2 kg beef chuck roast
Oil for frying
1 onion, diced
2 cloves garlic, crushed
2 large fresh tomatoes, chopped
1 tbsp whole peppercorns, crushed
115 g jar of manzanilla olives with juice
1 onion, quartered
2 beef bouillon cubes
2 bay leaves
115 ml catsup
1 large red capsicum, sliced
4 small potatoes, peeled and quartered
salt and pepper to taste
1 tbsp corn flour (optional)
10 min › Cook:
1 hr 40 min › Ready in:
1 hr 50 min
Rinse beef and pat dry with paper towels. Cut beef into 4 chunks. Sprinkle with salt and pepper.

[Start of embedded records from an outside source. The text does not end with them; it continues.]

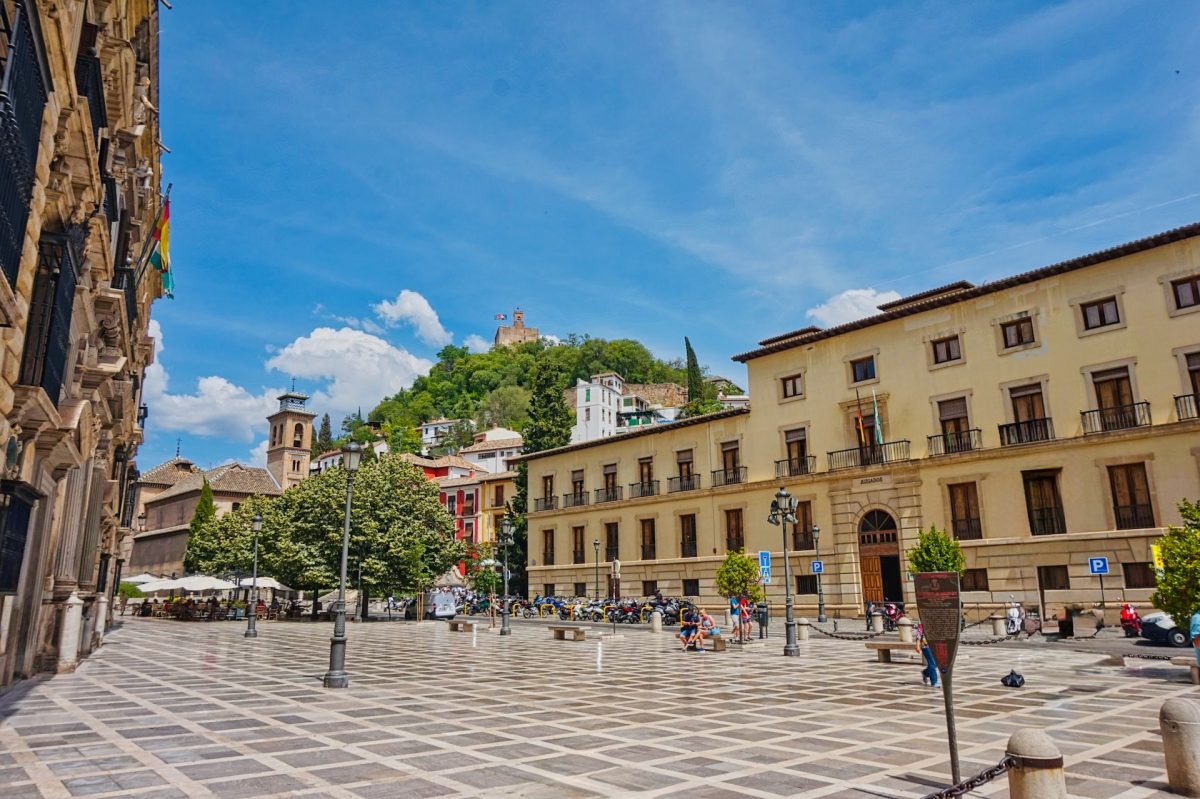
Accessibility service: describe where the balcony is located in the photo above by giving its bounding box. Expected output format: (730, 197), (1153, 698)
(1000, 416), (1054, 446)
(1175, 394), (1200, 421)
(596, 486), (623, 505)
(1112, 505), (1154, 530)
(713, 467), (746, 488)
(667, 474), (700, 494)
(775, 455), (817, 477)
(926, 427), (983, 458)
(629, 480), (659, 499)
(1079, 402), (1150, 435)
(829, 439), (910, 471)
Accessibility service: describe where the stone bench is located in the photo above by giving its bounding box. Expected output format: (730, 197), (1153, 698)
(866, 641), (917, 663)
(548, 625), (588, 641)
(1171, 656), (1200, 685)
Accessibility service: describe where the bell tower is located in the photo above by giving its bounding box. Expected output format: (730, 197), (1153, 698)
(266, 388), (317, 491)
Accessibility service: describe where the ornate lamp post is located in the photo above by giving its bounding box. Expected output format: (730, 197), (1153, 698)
(767, 487), (800, 657)
(812, 524), (828, 624)
(322, 441), (362, 687)
(500, 511), (513, 636)
(244, 513), (263, 638)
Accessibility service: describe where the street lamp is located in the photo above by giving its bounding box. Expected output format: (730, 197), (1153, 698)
(812, 524), (828, 624)
(322, 441), (362, 687)
(767, 486), (800, 657)
(244, 513), (263, 638)
(500, 511), (513, 636)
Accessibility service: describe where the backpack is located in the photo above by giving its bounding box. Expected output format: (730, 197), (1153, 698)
(1000, 672), (1025, 687)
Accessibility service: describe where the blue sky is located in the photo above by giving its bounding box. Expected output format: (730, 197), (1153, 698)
(138, 0), (1200, 468)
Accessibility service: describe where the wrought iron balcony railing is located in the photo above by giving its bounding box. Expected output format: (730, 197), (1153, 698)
(775, 455), (817, 477)
(1079, 402), (1150, 435)
(928, 427), (983, 458)
(1000, 416), (1054, 446)
(713, 467), (746, 488)
(829, 439), (910, 471)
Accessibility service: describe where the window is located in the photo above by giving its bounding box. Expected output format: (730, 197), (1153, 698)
(934, 336), (962, 364)
(1000, 317), (1033, 349)
(1109, 463), (1154, 530)
(725, 507), (746, 551)
(962, 569), (991, 591)
(947, 482), (983, 541)
(1121, 563), (1158, 588)
(679, 513), (696, 558)
(1171, 275), (1200, 311)
(780, 374), (804, 400)
(850, 355), (875, 383)
(641, 518), (658, 560)
(1021, 469), (1067, 535)
(1079, 296), (1121, 330)
(571, 527), (587, 563)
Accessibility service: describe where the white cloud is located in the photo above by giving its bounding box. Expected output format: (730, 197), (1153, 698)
(806, 288), (900, 328)
(462, 334), (492, 353)
(266, 326), (433, 415)
(144, 319), (278, 441)
(371, 289), (454, 347)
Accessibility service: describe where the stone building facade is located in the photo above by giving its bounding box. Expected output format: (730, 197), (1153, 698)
(0, 0), (162, 686)
(526, 224), (1200, 615)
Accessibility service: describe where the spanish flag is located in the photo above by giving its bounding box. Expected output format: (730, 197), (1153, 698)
(150, 199), (175, 299)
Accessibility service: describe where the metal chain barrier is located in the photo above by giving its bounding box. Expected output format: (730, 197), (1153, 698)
(923, 755), (1016, 799)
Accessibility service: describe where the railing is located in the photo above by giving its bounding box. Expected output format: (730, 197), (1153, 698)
(1112, 505), (1154, 530)
(775, 455), (817, 477)
(928, 427), (983, 458)
(829, 439), (910, 471)
(1079, 402), (1150, 435)
(950, 518), (983, 541)
(1175, 394), (1200, 421)
(563, 492), (588, 507)
(1000, 416), (1054, 446)
(0, 4), (50, 286)
(713, 467), (746, 488)
(1030, 507), (1067, 535)
(596, 486), (622, 505)
(629, 480), (659, 499)
(667, 474), (700, 494)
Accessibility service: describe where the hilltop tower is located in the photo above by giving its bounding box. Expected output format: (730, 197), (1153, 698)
(266, 389), (317, 491)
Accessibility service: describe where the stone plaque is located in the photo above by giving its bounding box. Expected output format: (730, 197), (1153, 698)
(916, 571), (961, 674)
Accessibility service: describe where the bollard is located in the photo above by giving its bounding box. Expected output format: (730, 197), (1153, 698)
(1006, 729), (1067, 799)
(1158, 698), (1200, 797)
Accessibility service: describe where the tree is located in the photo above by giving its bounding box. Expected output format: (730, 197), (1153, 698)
(716, 548), (764, 602)
(1151, 499), (1200, 630)
(908, 525), (967, 575)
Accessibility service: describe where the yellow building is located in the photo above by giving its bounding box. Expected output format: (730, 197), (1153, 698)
(526, 224), (1200, 615)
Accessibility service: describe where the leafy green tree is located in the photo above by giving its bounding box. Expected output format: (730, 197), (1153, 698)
(1151, 499), (1200, 629)
(908, 525), (967, 575)
(716, 548), (764, 602)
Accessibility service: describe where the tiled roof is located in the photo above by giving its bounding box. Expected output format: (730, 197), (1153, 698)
(733, 222), (1200, 364)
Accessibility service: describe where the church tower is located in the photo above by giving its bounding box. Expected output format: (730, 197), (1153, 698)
(266, 389), (317, 491)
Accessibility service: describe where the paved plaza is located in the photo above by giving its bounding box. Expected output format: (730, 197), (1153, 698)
(0, 618), (1200, 799)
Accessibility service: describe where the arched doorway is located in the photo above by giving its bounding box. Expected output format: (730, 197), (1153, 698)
(858, 510), (904, 602)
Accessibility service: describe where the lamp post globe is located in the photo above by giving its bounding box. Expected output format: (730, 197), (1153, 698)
(239, 513), (263, 638)
(322, 441), (362, 687)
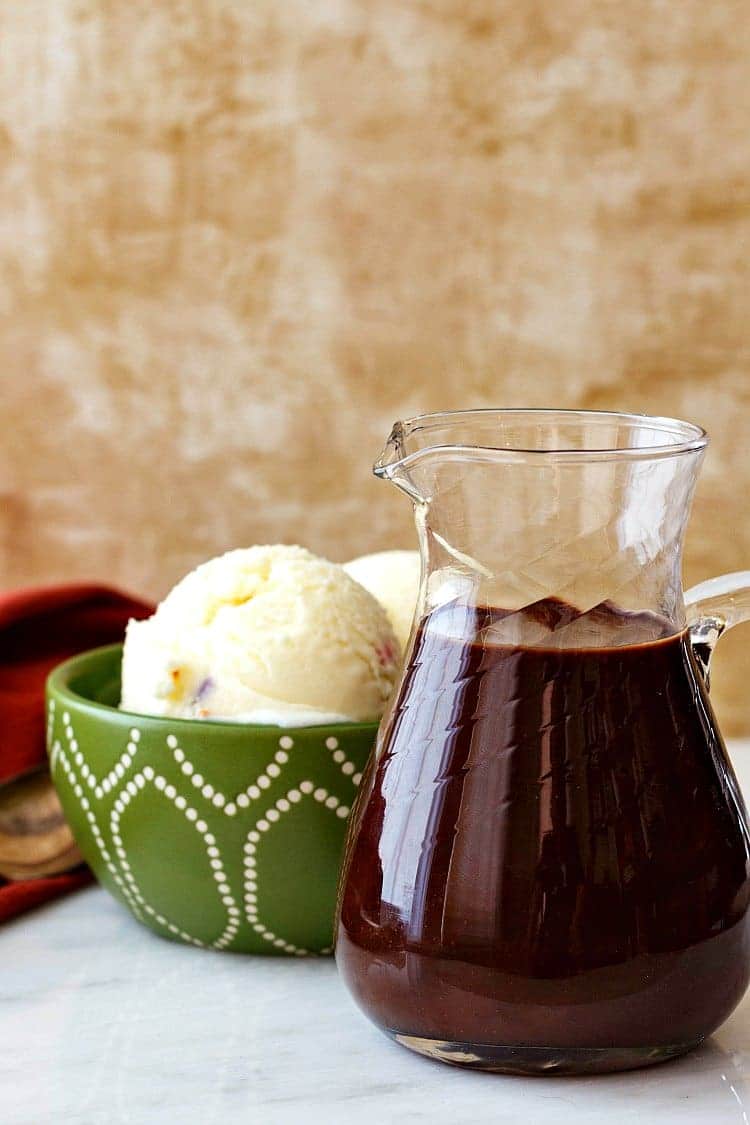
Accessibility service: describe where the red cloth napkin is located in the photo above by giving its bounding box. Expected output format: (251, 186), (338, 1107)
(0, 585), (153, 921)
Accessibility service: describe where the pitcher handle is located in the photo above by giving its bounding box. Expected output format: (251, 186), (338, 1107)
(685, 570), (750, 687)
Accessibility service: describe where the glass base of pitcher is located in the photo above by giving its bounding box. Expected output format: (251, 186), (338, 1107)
(386, 1029), (703, 1074)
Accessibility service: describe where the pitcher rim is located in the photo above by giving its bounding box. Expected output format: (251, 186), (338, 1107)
(373, 406), (710, 477)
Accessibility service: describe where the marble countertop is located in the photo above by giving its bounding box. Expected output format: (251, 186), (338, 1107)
(0, 743), (750, 1125)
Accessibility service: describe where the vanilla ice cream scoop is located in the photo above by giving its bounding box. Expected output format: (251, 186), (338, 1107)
(121, 546), (400, 726)
(344, 551), (421, 649)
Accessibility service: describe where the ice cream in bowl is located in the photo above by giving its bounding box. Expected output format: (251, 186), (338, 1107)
(47, 546), (416, 956)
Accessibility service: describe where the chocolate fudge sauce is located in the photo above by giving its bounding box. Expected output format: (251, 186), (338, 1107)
(336, 600), (750, 1050)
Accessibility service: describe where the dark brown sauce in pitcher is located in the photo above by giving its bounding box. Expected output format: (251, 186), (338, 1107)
(336, 600), (750, 1071)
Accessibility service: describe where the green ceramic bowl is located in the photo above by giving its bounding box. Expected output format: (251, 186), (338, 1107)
(47, 645), (378, 956)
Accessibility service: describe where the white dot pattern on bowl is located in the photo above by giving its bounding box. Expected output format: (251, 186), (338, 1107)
(47, 715), (361, 956)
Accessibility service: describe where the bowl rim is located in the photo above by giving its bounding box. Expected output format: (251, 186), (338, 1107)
(45, 641), (380, 738)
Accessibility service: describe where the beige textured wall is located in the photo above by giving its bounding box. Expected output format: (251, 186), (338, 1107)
(0, 0), (750, 730)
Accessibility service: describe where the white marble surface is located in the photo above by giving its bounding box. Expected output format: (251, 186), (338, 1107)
(0, 744), (750, 1125)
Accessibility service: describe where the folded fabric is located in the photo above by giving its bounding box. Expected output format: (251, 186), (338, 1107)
(0, 585), (153, 921)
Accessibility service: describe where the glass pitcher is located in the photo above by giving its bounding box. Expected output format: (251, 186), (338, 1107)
(336, 411), (750, 1073)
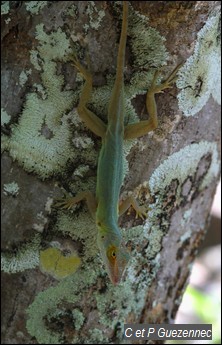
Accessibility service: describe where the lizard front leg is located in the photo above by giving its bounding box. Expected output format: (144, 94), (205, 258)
(124, 64), (182, 139)
(55, 191), (97, 218)
(70, 55), (106, 138)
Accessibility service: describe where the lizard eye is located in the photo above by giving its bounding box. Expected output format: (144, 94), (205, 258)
(112, 251), (116, 259)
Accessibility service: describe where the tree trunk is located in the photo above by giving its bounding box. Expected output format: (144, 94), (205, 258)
(2, 1), (220, 344)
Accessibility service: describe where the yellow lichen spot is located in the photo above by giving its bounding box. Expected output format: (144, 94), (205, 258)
(40, 248), (81, 279)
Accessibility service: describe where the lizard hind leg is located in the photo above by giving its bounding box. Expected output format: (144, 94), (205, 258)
(119, 195), (147, 219)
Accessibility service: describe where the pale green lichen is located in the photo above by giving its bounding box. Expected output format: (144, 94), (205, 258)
(3, 4), (218, 344)
(84, 1), (105, 32)
(1, 1), (10, 15)
(177, 13), (221, 116)
(3, 182), (19, 196)
(1, 235), (41, 273)
(1, 108), (11, 126)
(25, 1), (48, 14)
(149, 141), (220, 194)
(5, 25), (78, 178)
(19, 69), (32, 86)
(32, 212), (48, 232)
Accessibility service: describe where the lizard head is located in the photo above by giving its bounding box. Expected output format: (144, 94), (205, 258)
(97, 231), (130, 285)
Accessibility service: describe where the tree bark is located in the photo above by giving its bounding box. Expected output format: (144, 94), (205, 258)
(2, 1), (221, 344)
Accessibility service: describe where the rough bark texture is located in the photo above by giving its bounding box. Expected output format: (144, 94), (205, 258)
(2, 1), (220, 344)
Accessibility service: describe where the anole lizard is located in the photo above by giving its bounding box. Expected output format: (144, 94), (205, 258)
(56, 1), (180, 284)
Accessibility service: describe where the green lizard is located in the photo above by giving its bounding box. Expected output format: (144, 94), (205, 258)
(59, 1), (180, 284)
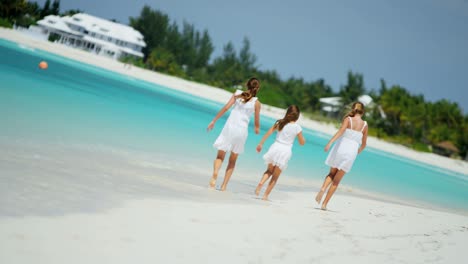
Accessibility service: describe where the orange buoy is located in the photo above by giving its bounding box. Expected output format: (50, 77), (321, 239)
(39, 61), (49, 70)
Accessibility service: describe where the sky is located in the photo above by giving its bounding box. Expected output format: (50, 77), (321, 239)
(36, 0), (468, 114)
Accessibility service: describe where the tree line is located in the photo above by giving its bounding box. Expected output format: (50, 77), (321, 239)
(0, 0), (468, 157)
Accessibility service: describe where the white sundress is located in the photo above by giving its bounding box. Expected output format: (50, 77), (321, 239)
(213, 90), (257, 154)
(325, 117), (367, 172)
(263, 123), (302, 170)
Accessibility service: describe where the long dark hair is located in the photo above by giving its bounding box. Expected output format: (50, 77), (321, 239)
(238, 77), (260, 103)
(345, 102), (365, 118)
(275, 105), (301, 131)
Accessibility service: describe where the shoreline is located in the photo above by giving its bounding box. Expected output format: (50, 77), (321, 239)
(0, 28), (468, 176)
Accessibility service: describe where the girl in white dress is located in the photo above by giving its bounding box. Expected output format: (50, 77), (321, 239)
(207, 78), (261, 191)
(255, 105), (305, 200)
(315, 102), (367, 210)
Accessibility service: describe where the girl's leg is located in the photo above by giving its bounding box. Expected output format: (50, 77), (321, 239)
(322, 170), (346, 210)
(210, 150), (226, 188)
(221, 152), (239, 191)
(315, 168), (338, 204)
(262, 166), (281, 200)
(255, 163), (273, 196)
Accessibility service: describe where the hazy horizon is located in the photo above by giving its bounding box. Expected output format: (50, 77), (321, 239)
(36, 0), (468, 113)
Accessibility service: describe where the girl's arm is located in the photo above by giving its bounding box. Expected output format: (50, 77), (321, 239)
(297, 131), (305, 146)
(358, 126), (368, 154)
(255, 100), (262, 134)
(206, 95), (236, 131)
(325, 118), (349, 151)
(257, 124), (276, 152)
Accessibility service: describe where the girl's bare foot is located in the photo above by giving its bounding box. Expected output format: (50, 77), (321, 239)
(315, 190), (324, 204)
(210, 178), (216, 189)
(255, 183), (263, 196)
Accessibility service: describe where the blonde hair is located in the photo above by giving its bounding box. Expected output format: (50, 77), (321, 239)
(345, 102), (365, 117)
(238, 77), (260, 103)
(274, 105), (300, 131)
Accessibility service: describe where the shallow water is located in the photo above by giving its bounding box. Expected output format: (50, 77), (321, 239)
(0, 40), (468, 210)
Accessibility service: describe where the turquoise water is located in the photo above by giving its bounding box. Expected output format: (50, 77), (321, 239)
(0, 40), (468, 211)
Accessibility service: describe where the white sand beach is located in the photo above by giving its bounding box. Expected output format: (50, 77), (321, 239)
(0, 28), (468, 264)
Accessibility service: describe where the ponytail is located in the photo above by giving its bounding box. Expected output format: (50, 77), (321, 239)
(238, 77), (260, 103)
(274, 105), (300, 131)
(345, 102), (365, 118)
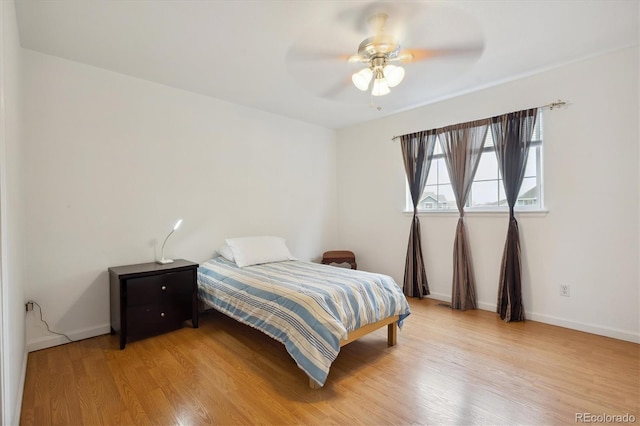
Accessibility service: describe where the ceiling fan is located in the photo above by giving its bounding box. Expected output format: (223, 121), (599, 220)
(286, 1), (484, 105)
(348, 13), (413, 96)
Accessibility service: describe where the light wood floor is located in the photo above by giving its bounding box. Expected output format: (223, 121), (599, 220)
(21, 299), (640, 425)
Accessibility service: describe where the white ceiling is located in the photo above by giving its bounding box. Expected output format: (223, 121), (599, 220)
(16, 0), (640, 128)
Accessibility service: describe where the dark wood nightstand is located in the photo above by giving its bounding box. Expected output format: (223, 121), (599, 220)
(109, 259), (199, 349)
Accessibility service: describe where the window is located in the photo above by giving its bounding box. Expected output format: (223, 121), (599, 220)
(407, 110), (544, 211)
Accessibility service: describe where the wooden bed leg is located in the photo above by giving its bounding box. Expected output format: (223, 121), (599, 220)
(387, 322), (398, 346)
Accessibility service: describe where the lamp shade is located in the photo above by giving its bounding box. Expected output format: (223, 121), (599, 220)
(384, 65), (404, 87)
(351, 68), (373, 92)
(371, 78), (391, 96)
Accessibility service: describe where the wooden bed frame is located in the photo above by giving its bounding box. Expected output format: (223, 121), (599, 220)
(309, 315), (400, 389)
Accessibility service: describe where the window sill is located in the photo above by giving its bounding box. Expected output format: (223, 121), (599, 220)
(402, 209), (549, 217)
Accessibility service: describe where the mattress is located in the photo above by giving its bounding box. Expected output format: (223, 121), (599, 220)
(198, 257), (411, 386)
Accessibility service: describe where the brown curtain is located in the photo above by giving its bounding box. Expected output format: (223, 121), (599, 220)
(491, 108), (538, 322)
(438, 120), (489, 311)
(400, 130), (437, 298)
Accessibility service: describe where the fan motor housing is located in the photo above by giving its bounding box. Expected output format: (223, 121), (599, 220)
(358, 34), (400, 60)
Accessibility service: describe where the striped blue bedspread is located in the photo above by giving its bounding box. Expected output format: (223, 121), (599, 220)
(198, 257), (411, 386)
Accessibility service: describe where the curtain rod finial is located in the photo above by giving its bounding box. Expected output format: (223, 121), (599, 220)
(549, 99), (567, 110)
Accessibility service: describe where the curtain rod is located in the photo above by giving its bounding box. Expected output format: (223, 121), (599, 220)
(391, 99), (567, 141)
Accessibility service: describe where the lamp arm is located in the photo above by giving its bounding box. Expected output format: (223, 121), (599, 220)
(160, 229), (175, 260)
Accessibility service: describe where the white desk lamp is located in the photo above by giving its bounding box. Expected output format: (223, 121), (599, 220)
(156, 219), (182, 265)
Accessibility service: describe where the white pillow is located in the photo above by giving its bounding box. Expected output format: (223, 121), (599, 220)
(225, 236), (298, 267)
(218, 244), (233, 262)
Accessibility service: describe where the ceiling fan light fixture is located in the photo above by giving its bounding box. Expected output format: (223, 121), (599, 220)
(371, 77), (391, 96)
(384, 65), (404, 87)
(351, 68), (373, 92)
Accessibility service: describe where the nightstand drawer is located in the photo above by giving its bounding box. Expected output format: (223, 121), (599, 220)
(127, 305), (185, 337)
(109, 259), (198, 349)
(127, 271), (194, 306)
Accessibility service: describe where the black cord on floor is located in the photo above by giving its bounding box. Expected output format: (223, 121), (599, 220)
(27, 300), (75, 342)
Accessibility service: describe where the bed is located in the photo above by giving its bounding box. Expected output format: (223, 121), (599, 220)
(198, 245), (410, 388)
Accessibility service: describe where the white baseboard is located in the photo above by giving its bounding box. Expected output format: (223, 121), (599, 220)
(27, 324), (111, 352)
(427, 293), (640, 343)
(11, 350), (29, 425)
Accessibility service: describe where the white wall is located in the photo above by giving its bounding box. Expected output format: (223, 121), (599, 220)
(24, 50), (337, 350)
(337, 47), (640, 342)
(0, 1), (27, 424)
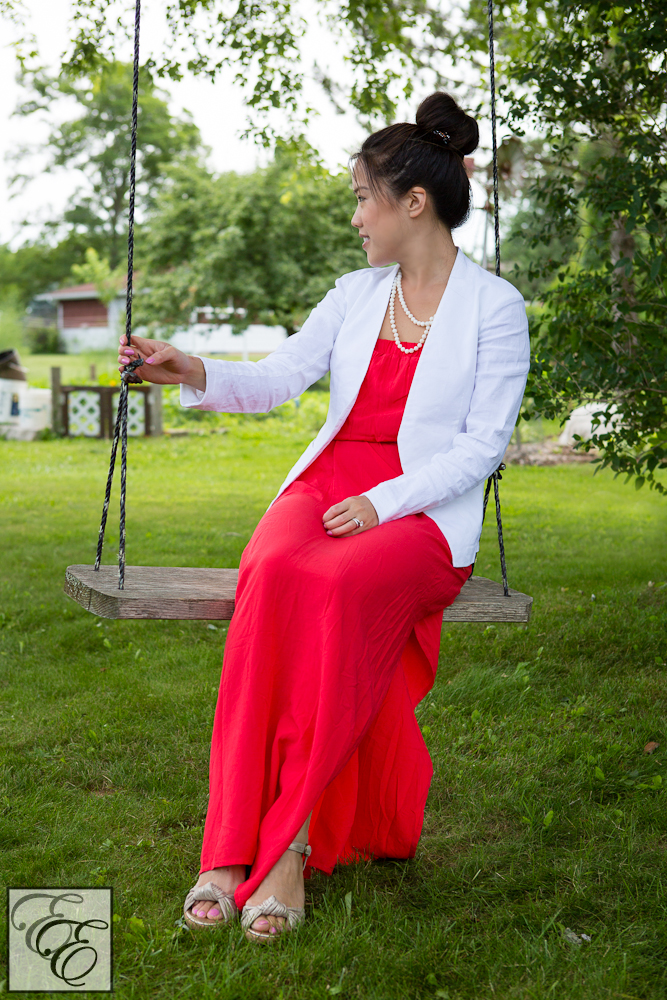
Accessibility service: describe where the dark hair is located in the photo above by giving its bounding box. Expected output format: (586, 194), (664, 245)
(351, 91), (479, 230)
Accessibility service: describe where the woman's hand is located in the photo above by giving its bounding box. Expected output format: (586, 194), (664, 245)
(322, 497), (380, 538)
(118, 334), (206, 392)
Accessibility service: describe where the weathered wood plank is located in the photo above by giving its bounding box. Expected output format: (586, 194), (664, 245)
(65, 566), (533, 622)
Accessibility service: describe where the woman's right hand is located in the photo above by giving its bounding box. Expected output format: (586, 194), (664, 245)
(118, 334), (206, 392)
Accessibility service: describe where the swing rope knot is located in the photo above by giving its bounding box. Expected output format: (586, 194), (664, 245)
(120, 358), (144, 385)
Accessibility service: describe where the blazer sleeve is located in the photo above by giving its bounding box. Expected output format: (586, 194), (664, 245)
(365, 296), (530, 524)
(181, 278), (346, 413)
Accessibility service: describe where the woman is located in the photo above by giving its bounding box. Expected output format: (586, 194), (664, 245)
(119, 93), (529, 941)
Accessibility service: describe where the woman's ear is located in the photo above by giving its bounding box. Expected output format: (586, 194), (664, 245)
(405, 187), (428, 219)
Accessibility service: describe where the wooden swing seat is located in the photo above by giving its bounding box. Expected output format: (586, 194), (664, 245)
(64, 566), (533, 622)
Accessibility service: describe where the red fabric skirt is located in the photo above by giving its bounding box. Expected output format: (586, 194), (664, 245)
(201, 340), (470, 907)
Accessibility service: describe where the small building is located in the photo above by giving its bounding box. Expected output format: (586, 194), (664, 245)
(36, 284), (287, 356)
(37, 284), (125, 354)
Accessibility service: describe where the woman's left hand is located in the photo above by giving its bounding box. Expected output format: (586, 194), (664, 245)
(322, 497), (380, 538)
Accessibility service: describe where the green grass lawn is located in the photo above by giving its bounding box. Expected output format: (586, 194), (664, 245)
(0, 420), (667, 1000)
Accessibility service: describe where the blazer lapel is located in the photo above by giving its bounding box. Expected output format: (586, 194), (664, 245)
(323, 264), (398, 437)
(399, 250), (476, 438)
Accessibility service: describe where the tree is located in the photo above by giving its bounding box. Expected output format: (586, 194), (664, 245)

Saute diced onion and garlic in a frying pan. Place in a 6 quart pot. Brown beef on all sides in the same frying pan and put in the pot.
Add tomatoes, crushed peppercorns, olives with juice, quartered onion, bay leaves and beef bouillon cubes.
Bring to a boil, then add catsup and simmer for 1 hour. Take out meat from pot, add red capsicum and simmer for 30 minutes.
In a frying pan, fry potatoes in oil until golden brown. When done, add to simmering mixture.
Thicken sauce if desired by mixing corn flour with water and add to mixture.
Slice meat crosswise at this point and add to pot. Mix together. Cook for anther 5 minutes.